Cold pools, Breezes, and Monsoons: Propagating Convection over New Guinea

TL;DR

This study investigates the physical mechanisms behind offshore diurnal convection propagation over New Guinea using satellite data and high-resolution simulations, revealing the roles of land-sea breezes, cold pools, and background winds.

Contribution

It identifies two distinct convective propagation modes and elucidates the influence of multi-scale thermally driven flows on offshore convection dynamics.

Findings

Offshore convection propagates over 200-600 km from the coast.

Sea-breeze fronts and cold pools significantly influence convection patterns.

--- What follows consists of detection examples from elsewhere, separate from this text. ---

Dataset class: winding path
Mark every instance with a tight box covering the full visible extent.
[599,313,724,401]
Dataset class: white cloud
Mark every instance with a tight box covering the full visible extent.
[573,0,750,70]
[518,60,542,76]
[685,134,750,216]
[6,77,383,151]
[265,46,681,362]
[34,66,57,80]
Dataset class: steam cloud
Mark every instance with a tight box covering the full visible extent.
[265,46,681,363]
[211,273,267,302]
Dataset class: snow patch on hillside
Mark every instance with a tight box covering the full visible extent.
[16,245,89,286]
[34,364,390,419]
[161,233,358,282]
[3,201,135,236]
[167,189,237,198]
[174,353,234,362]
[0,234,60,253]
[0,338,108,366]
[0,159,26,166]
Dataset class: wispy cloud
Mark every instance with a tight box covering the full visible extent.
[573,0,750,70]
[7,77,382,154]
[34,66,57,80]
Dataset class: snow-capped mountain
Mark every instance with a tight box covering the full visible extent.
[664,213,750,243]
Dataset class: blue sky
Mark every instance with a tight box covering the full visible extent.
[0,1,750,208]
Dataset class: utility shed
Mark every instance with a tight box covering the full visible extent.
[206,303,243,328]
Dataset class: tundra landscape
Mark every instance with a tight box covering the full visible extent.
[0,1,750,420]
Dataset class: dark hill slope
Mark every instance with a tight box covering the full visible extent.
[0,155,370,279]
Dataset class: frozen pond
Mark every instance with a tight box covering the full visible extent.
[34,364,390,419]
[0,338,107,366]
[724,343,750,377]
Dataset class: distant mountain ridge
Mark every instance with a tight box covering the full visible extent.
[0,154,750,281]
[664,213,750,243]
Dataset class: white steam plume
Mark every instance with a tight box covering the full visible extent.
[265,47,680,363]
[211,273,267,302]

Increasing sea surface temperature enhances convective intensity and propagation distance.

Abstract

The diurnal cycle of precipitation near New Guinea involves intricate land-ocean-atmosphere interactions, posing substantial challenges for tropical weather and climate simulations. Using over two decades of GPM satellite observations and convection-permitting WRF simulations, this study examines the physical mechanisms governing the pronounced offshore propagation of diurnal convection over New Guinea. We identify two distinct convective propagation modes: (1) a "ridge-to-coast" mode originated over elevated terrain and migrating toward the coastline, and (2) an "over-ocean" mode initiated near the coast, separated by a spatial gap of approximately 100 km. Our findings highlight the critical role of multi-scale thermally driven flow in shaping boundary-layer dynamics over warm ocean waters. Specifically, the afternoon sea-breeze front advects cooler air onshore, stabilizing the lower atmosphere and interrupting the continuous propagation of the first mode. At night, the hybrid land breeze, strengthened by cold pools, generates offshore moist patches that facilitate the convective regeneration and propagation of the second mode. These offshore convective systems interact with monsoonal background winds, sustaining precipitation well beyond 200~600 km from the coast. Sensitivity experiments indicate that even a modest increase in sea surface temperature can enhance convective intensity and extend offshore propagation. These results shed light on the mechanisms that enable diurnal offshore convection to persist overnight and propagate far from the coastline, highlighting the importance of moist-boundary-layer density currents and offering insights for improving precipitation forecasts and global model performance over the Maritime Continent.